7 new cookbooks to read this summer

Retiring to explore their three cuisines, all beautifully rich in grilled meats, herbs, cream cheese, olives, and Cezanne-worthy fruits and vegetables, she writes: “You can begin to see similarities where political boundaries insist on division and the difference. “Khan, who first fell in love with the area on a family trip as a child, is a travel writer at heart, and each recipe is rooted in a true sense of place. pomegranate and sumac chicken comes from a Syrian doctor who runs a restaurant on the Greek island of Lesvos A halloumi and a salad filled with produce take advantage of the magnificent bounty of Cyprus at the end of summer. fish skewers find her “crossing borders” and “using Turkish fish marinade with Greek garlic potato sauce.” And in a year without travel, it’s hard not to look at the photograph that breaks standard recipe plans: sun-drenched bushels of spices, olives, grapes, pomegranates spilling out into markets; streetscapes in Istanbul and Athens; small towns against the backdrop of the dramatic blue Mediterranean.
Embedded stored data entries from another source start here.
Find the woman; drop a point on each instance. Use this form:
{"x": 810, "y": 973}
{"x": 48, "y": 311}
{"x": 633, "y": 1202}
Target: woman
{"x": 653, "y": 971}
About recipes that connect – in the introduction to RICE (University of North Carolina, 120 pp., $ 20), Michael W. Twitty, a food historian, remembers a childhood favorite: his Alabama-born grandmother’s red rice, a spicy tomato-based pilaf, which also serves as a neat metaphor for everyone. delivered. “If you followed this dish through all the moms and grannies that came before it,” he wrote, “you’d go overland from Alabama to South Carolina, then across the Atlantic,” to finally land in Sierra Leone, where jollof rice, an antecedent of red rice, is still a staple in West African cuisine.

Twitty’s slim, stuck volume is part of Savor the South, a series devoted to recognizing the history of the region’s rich culinary landscape (see also: “Okra”, “Jambon”, “Pecans” and “Peaches” ), and here he highlights the different ways in which “rice walked across the South into the hands of slaves and slaves”. He has a knack for presenting history in a way that is both accessible and personal. A recipe for Limpin ‘Susan, okra and rice “staple from the shores of West Africa to the shores of the southern United States,” reads like the thing to eat for a family dinner on Tuesday night ; a recipe for the Afro-Creole dish jambalaya is presented by fellow chef, Wanda Blake, in three short paragraphs; and Twitty himself shares his peanut (peanut) stew recipe, all the more enticing as it recalls his first trip to West Africa.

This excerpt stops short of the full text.